We’re mostly muddling along OK with our Python installations anyway.
So what about regular people? Let’s say you’ve gone to the trouble
to write a GUI application. How do you get that to people? There are a number of tools
that can start with a Python script and produce a usable
application for users. However, you will notice that I said
“script” and not “distribution.” Starting again with OS X,
a pretty good tool for creating redistributable
applications is py2app. Starting with a standard setup.py, you add a special app keyword
argument to setup, and then you run
Python setup.py py2app. You need to specify a main point
free application to run since double-clicking
can only do one thing, but you can also specify any
info.plist values that you want, so you can set an icon as well as
interact with any OS X platform APIs that require metadata
to interact with. It does basically the right thing
with shared libraries, you can include frameworks for native dependencies,
and it can bundle in a Python interpreter,
or optionally use the system one if you want a really
lightweight executable. Py2app builds what is effectively
a self-contained Python environment that is an application by itself. I’m not going to include a full
walkthrough of the docs here, but in many ways, you’re in
good shape out of the box. Py2exe and py2installer are tools that can do pretty much
the same thing on Windows. It has a similar mechanism
where you put a few extra annotations
in your setup.py. Or there’s a cross-platform
version, cx_Freeze, which may be more to your taste
since it requires only one specification metadata. In many ways, you’re in
good shape now with these tools. However, in one key way, you’re not. This is really the inspiration
for this talk. I’ve talked a lot about overhead
and optimization so far, but one almost universal problem
shared between almost every tool for end user distribution is that
it attempts to optimize too much. One of the things we all love
about Python is its dynamism. You can make all kinds of dynamic
decisions at runtime, about what to do or not to do,
how objects behave, and whether or not
to import modules. This is one of the reasons
we have setup.py to describe what modules to include
in a distribution. Just because a .py file
is present in a Git repo doesn’t mean it’s something
we actually want to import, and Python could do
basically anything at runtime. So we describe what modules
make up a package to instruct it what to install
as a way of making a promise about how we expect a particular
installed package to behave. However, there’s this module inside
that’s a dependency of py2app and a few other things:
modulegraph. And what modulegraph and its cousins
in py2exe and cx_Freeze do is to parse the main script
that you provide, statically read
all the import statements in that file,
then all of the import statements in the files identified
by those imports and so on, so that it can create
a stripped-down executable. This is useful functionality
to have eventually because you often do care
about overhead when distributing to end users. But before you care
about that performance, you really want to care
about a working thing. And by eliminating imports
that are not done statically, various pieces of built-in
Python functionality break horribly
when you try to use them. Namespace packages, for example,
which you may be depending upon without realizing it, because
the limited static import analyzer doesn’t know how to parse them,
just won’t import. If you pip install any packages
with a dot in their name like zoap.interface or flufl.enum,
you’re probably using those. This is another
“broken by default” scenario, like pip’s insistence on installing
into the operating system by default even though it knows that that’s
going to fail if it — by default, and a bad idea
even if it works. A small change to default here could
be a huge improvement to usability. But things aren’t all that bad.

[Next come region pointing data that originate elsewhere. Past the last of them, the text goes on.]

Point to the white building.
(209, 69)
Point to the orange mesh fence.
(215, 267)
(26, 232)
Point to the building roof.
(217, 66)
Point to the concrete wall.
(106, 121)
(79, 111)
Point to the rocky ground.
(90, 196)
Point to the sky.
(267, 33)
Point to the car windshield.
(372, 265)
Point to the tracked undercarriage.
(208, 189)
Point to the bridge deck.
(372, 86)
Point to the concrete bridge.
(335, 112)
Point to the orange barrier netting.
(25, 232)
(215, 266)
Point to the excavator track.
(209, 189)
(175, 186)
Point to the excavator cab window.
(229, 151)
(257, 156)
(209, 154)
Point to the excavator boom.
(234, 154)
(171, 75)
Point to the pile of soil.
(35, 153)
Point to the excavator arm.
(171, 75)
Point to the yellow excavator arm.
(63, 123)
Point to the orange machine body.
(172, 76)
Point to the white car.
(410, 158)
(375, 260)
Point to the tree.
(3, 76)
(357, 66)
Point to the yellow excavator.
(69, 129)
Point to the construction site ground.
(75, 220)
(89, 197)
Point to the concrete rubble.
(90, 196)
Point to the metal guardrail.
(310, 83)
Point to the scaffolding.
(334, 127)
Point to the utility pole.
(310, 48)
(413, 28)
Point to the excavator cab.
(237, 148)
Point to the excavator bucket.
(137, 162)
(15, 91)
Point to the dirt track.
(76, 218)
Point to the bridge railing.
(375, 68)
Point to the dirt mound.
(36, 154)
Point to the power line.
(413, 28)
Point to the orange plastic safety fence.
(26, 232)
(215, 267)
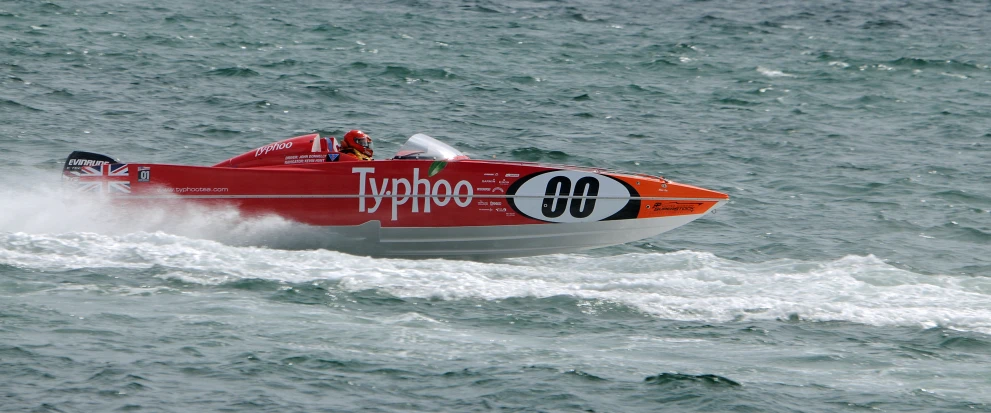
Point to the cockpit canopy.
(421, 146)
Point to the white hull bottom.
(474, 242)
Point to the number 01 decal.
(573, 196)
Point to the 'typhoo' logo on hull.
(573, 196)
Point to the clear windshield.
(421, 146)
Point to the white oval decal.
(569, 196)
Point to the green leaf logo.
(436, 167)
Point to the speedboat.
(429, 200)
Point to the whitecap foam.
(41, 232)
(772, 72)
(690, 286)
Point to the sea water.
(849, 272)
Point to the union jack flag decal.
(106, 178)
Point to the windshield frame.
(421, 146)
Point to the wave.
(41, 231)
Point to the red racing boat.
(430, 200)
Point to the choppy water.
(850, 272)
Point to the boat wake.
(41, 233)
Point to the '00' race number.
(571, 196)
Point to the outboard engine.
(78, 160)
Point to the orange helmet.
(359, 141)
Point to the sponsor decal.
(401, 191)
(310, 158)
(278, 146)
(676, 207)
(144, 174)
(86, 162)
(573, 196)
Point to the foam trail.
(45, 208)
(40, 231)
(686, 285)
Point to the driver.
(357, 144)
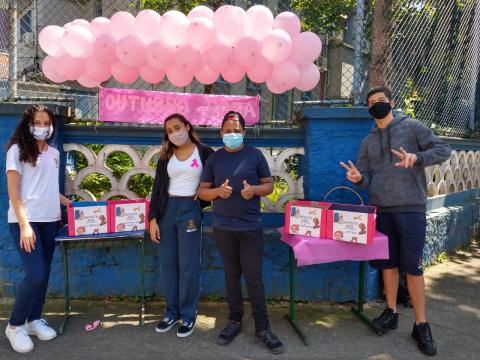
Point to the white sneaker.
(19, 339)
(40, 329)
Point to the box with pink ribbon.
(128, 215)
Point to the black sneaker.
(387, 321)
(423, 336)
(186, 329)
(271, 341)
(229, 333)
(166, 324)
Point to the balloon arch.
(204, 44)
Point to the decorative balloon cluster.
(230, 42)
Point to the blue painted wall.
(330, 135)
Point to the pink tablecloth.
(310, 251)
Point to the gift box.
(351, 223)
(306, 218)
(88, 218)
(128, 215)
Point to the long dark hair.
(22, 136)
(168, 147)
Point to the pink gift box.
(307, 218)
(128, 215)
(351, 223)
(88, 218)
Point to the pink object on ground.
(92, 326)
(310, 251)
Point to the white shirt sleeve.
(13, 160)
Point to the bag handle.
(344, 188)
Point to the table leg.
(292, 317)
(142, 281)
(66, 288)
(358, 310)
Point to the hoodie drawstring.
(389, 144)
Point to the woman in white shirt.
(176, 222)
(33, 188)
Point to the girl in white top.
(33, 188)
(176, 222)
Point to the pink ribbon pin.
(194, 163)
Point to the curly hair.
(22, 136)
(168, 148)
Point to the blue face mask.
(233, 141)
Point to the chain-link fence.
(432, 56)
(433, 62)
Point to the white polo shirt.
(39, 185)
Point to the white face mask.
(41, 133)
(178, 138)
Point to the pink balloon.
(229, 22)
(233, 72)
(274, 88)
(286, 74)
(49, 68)
(130, 51)
(49, 39)
(247, 51)
(70, 68)
(309, 78)
(78, 41)
(289, 22)
(201, 33)
(173, 27)
(179, 77)
(217, 57)
(124, 74)
(160, 54)
(87, 82)
(200, 11)
(307, 46)
(261, 71)
(122, 24)
(97, 70)
(206, 75)
(100, 25)
(151, 75)
(277, 45)
(104, 48)
(147, 24)
(188, 59)
(258, 21)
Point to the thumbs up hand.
(224, 191)
(248, 190)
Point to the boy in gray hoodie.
(391, 164)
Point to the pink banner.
(152, 107)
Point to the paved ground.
(453, 311)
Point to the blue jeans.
(180, 257)
(30, 293)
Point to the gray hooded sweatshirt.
(396, 189)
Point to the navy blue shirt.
(236, 213)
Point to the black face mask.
(380, 110)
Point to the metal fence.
(433, 62)
(432, 52)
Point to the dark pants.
(180, 257)
(406, 238)
(30, 293)
(242, 253)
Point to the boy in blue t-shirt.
(234, 178)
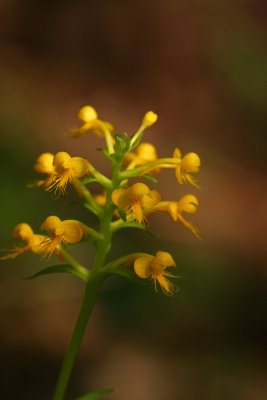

In particular, if you hit an issue
with one of these tools where it doesn’t include
a module that you expect it to, once again, don’t rewrite
your whole application in Go. It’s only going to take you
five more minutes. It’s not an 18-month
re-engineering project. So it’s easier to work around
these packaging tools than to rewrite
all of your application code. One workaround
which fairly universally works across all of these
different tools is to just take every possible import that your
application might be doing anywhere and statically include it
in your initial file. Every one of these tools
takes a main script as input because, again, you’re building
a single executable. It can only do one thing
when it starts up. So the debugging cycle
for working through all of these packaging tools is:
build the binary, run it, watch something like this happen,
then once you’ve got an import error that says what module
couldn’t be imported, you go back to your main script
and then you add the import statement. Do that 30 or 40 times and you’ll
generally get a working executable. Now it’s really unfortunate
that we have to do this, but it’s, in the grand scheme
of things, not that much work. Of course, who could forget
everyone’s favorite client environment: the browser.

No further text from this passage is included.